Sans avoir clairement revendiqué ces attaques, Ben Laden avoue en être l’instigateur. Réfugié en Afghanistan et protégé par le pouvoir taliban qui refuse de le livrer aux Américains, il est localisé dans les massifs montagneux d’Afghanistan. Grâce à l’ISI, les renseignements pakistanais, il parvient toutefois à s’échapper au Pakistan. Le président George W. Bush réclame que Ben Laden soit capturé « mort ou vif », et porte à 25 millions de dollars la prime pour toute information qui aiderait à son arrestation.

En octobre 2001, l’administration Bush lance, avec l’appui des pays occidentaux, la « guerre contre le terrorisme » en Afghanistan. En décembre, dans une vidéo diffusée par Al-Jazeera, Ben Laden déclare que les attentats du 11 septembre visaient le soutien de Washington à Israël.

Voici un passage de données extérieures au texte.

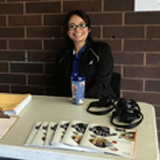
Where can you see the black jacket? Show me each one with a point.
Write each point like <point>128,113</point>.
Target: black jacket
<point>96,64</point>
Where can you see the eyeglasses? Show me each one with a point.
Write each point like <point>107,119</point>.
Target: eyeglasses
<point>74,26</point>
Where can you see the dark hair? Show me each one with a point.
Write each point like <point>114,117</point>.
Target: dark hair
<point>84,16</point>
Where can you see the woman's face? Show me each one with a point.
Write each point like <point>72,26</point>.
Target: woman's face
<point>79,33</point>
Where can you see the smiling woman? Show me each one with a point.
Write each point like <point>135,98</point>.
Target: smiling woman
<point>83,56</point>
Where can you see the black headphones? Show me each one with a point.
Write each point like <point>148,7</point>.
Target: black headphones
<point>127,112</point>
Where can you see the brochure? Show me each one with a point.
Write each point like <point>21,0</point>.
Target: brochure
<point>82,136</point>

En 2003, Donald Rumsfeld, le secrétaire à la Défense des États-Unis, ordonne l’attaque contre l’Irak, accusant le parti baasiste de Saddam Hussein de soutenir le terrorisme international.

Khalid Cheikh Mohammed, arrêté en 2003, reconnaîtra sa responsabilité dans l’organisation des attentats du 11 septembre lors de son procès qui s’est ouvert en janvier 2021. Il est à ce jour détenu au camp de Guantánamo à Cuba.

La traque contre Ben Laden s’intensifie à partir de 2007 et s’achève le 2 mai 2011, pendant la présidence Obama, quand il est abattu lors d’une opération commando à Abbottabad au Pakistan. L’annonce de sa mort par Barack Obama déclenche une vague de célébrations aux États-Unis et George W. Bush saluera « une grande victoire pour les États-Unis. »

Ayman Al-Zawahiri, qui a pris la suite de Ben Laden à la tête d’al-Qaïda, serait aujourd’hui, à l’âge de 70 ans, quelque part en Afghanistan.